I sweep out as soon as the gap is wide enough to accommodate my panniers, forcing the reedy man to stumble backward. With my chin high and my corset far too tight, I walk down the hallways without looking left or right, even as courtiers try to catch my attention. A red dot flashes in the corner of my eye as a verbal ripple travels through the crowd. I know what the message is without reading it.

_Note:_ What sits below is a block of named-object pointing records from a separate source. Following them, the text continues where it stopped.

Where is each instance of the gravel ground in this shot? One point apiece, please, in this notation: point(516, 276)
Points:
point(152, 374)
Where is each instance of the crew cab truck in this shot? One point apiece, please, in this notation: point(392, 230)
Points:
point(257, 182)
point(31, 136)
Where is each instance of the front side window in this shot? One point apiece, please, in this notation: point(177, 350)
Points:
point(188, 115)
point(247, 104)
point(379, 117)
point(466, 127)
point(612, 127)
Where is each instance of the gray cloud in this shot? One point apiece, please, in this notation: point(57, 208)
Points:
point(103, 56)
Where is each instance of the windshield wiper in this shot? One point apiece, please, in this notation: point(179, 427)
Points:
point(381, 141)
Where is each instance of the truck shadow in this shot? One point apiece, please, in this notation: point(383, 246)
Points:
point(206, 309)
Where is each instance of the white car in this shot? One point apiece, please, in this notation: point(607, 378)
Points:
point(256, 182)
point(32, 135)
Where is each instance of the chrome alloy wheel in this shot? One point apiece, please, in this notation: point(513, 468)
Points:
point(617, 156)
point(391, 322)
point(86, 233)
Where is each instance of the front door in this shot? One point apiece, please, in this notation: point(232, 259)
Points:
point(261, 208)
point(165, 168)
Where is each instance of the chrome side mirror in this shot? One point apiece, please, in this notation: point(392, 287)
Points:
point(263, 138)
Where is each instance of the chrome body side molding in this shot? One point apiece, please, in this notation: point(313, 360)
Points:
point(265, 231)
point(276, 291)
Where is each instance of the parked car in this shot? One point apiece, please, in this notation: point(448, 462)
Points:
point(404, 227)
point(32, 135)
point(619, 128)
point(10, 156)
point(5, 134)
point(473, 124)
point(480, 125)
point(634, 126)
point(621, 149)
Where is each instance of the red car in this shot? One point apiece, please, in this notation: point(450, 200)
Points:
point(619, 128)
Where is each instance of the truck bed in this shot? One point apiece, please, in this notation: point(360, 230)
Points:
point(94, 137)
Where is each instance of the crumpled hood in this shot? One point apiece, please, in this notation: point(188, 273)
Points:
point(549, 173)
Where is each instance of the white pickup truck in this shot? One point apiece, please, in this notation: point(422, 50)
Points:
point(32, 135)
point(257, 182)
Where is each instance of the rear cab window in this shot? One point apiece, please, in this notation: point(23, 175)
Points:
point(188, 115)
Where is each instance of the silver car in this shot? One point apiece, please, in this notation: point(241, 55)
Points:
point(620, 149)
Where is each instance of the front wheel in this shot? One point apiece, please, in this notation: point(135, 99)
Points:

The meeting announcement. The not-so-secret meeting at which the shareholders of Sonoma Inc. will elect—or, perhaps, reelect—a chief executive officer of the company and King of the pseudo-state of Sonoman-Versailles. A rebellion six months in the making to unseat the man I married two days ago. The very threat Justin married me to fend off, by activating voting shares assigned only to a sitting Queen.




It’s time. I feel ill.


The cries for my attention grow loud—building like rumbling thunder—but I ignore everyone, and none dare to bodily interfere. I am the Queen.